We suggest that there will be scenarios where POUs might well be considered to be desirable by a bidder. POUs may lend additional credibility by addressing particular concerns arising from a transaction in order to convince shareholders and stakeholders to support it, as Pfizer sought to do in connection with its possible offer for AstraZeneca. However, parties will have to think carefully about the wording of the undertakings and in particular any carve-outs or qualifications they wish to attach to the undertaking. The Panel has said that the obligation to comply with a POU is a higher standard than an obligation to use all reasonable efforts to comply. It has also said that a party giving a POU must not take any action that has the effect of triggering a qualification or carve out. For these reasons, we expect that POUs volunteered by bidders will be confined to unusual or specific circumstances, such as mentioned above, or for example where a bidder is not looking to acquire 100% of a target and is prepared to provide a POU to maintain a listing.

It will also be interesting to see whether the POU regime will prove to be something actively sought after by target boards, conscious of their duties to have regard to wider stakeholder interests when considering whether to recommend an offer, and potentially seeking to extract a POU from a bidder as part of the commercial terms of a deal.

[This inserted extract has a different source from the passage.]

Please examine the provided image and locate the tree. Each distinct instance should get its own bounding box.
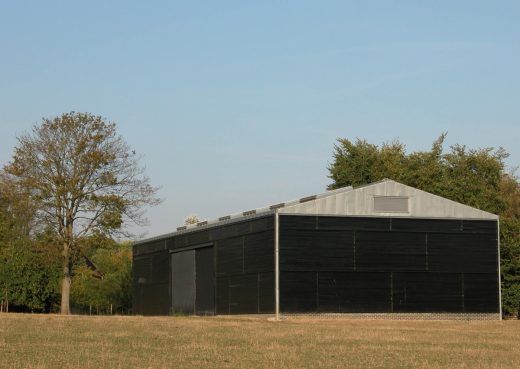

It is also important to note that the regime applies equally to statements by targets as well as bidders. Target boards often make statements, in defence of an unsolicited approach or a hostile bid, about their intentions for the target business after the expiry of the offer period. For example, a target board may say that it will increase dividends or make a return of capital. Whilst a POU may appear more effective when seeking to persuade shareholders not to accept an offer, a board will have to think carefully about the ramifications if it chooses to make a POU, rather than a statement of intention, and what carve-outs it should attach to any such undertaking. In practice, a statement of intention is likely to be the safer course of action, given that the directors will not be able to include a carve-out to make compliance with the POU subject to their fiduciary duties for example. Even then, target directors will be answerable to their shareholders at the next AGM, in the usual way.

As regards post-offer intention statements, the deletion of the provision (in Note 3 on Rule 19.1) that any such intention statement is binding for 12 months might encourage bidders to be more open in disclosure of their plans for the target business, including the employees, without fear that such statements will unduly constrain the operations of the enlarged group.